2023-07-01 16:51:59 +0000 - dagster_cloud.user_code_launcher - ERROR - Error while waiting for server for e99b708e70d051faf1a4e1dc50b8e7f3ac9673bb:dr to be ready: Exception: Timed out after waiting 180s for server dr-e99b708e70d051faf1a4e1dc50b8e7f3ac9673bb-b2e55e:4000.
These same symptoms are affecting both our Full Deployment and Branch Deployments, but only for recent branches (old branches from several days ago still seem to have valid code locations). Is it possible this was caused by merging "bad code"? The code location loads without issue when done locally using
dagster dev
It turns out the issue was due to the user code containers crashing upon startup with the following Pydantic import error.
Copy code
Traceback (most recent call last):
  File "/opt/conda/bin/dagster", line 5, in <module>
    from dagster.cli import main
  File "/opt/conda/lib/python3.10/site-packages/dagster/__init__.py", line 100, in <module>
    from dagster._config.pythonic_config import (
  File "/opt/conda/lib/python3.10/site-packages/dagster/_config/pythonic_config/__init__.py", line 22, in <module>
    from pydantic import ConstrainedFloat, ConstrainedInt, ConstrainedStr
  File "/opt/conda/lib/python3.10/site-packages/pydantic/__init__.py", line 206, in __getattr__
    return _getattr_migration(attr_name)
  File "/opt/conda/lib/python3.10/site-packages/pydantic/_migration.py", line 285, in wrapper
    raise PydanticImportError(f'`{import_path}` has been removed in V2.')

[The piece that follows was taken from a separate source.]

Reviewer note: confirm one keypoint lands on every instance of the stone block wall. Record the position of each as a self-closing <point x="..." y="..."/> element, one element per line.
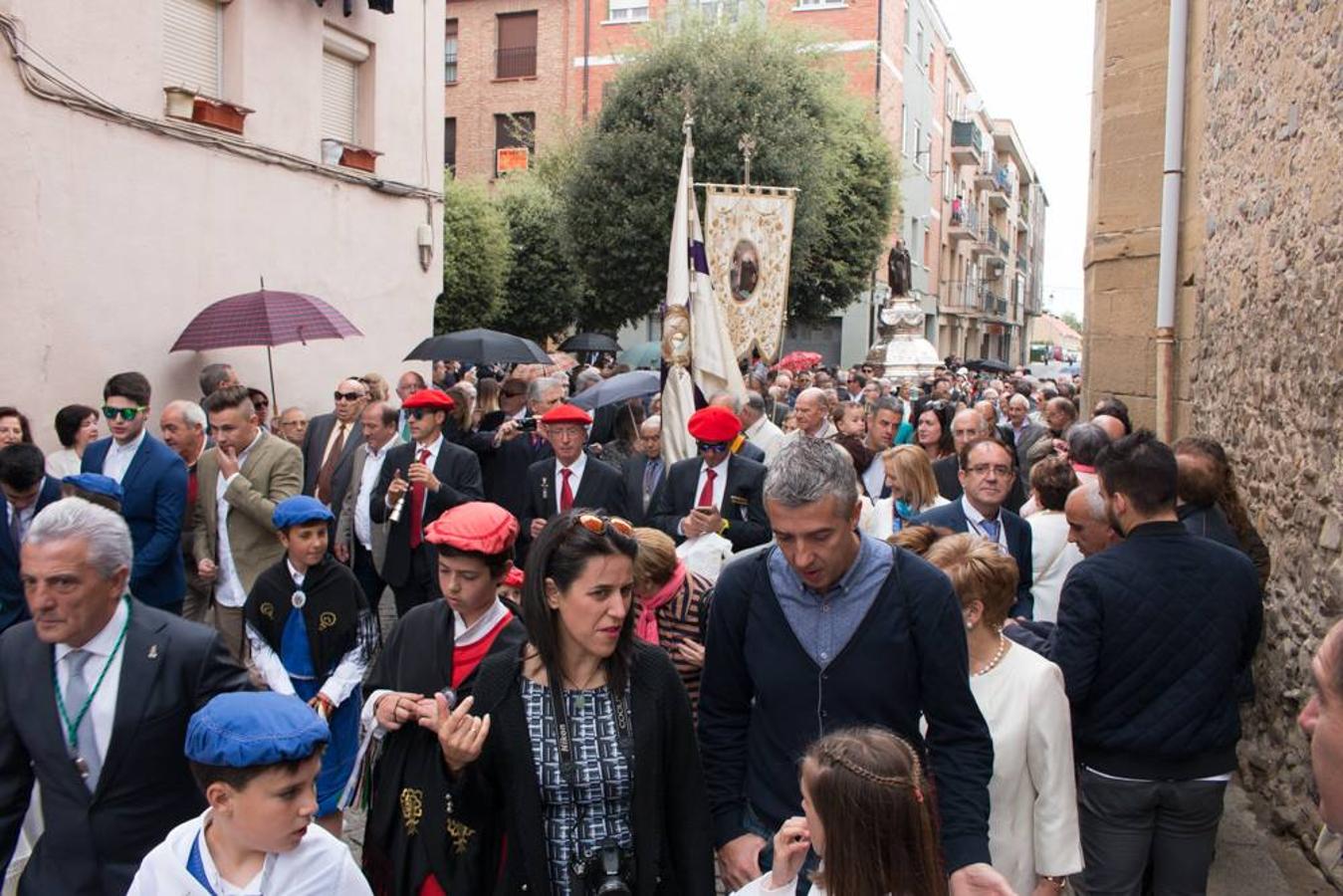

pydantic.errors.PydanticImportError: `pydantic:ConstrainedFloat` has been removed in V2.

For further information visit <https://errors.pydantic.dev/2.0/u/import-error>
We hadn't seen this in local dev since local environments weren't being rebuilt with every code change, and there was apparently a new Pydantic release on Friday. facepalm
Pinning
pydantic<2
fixed the issue
p
Glad that you were able to find the issue!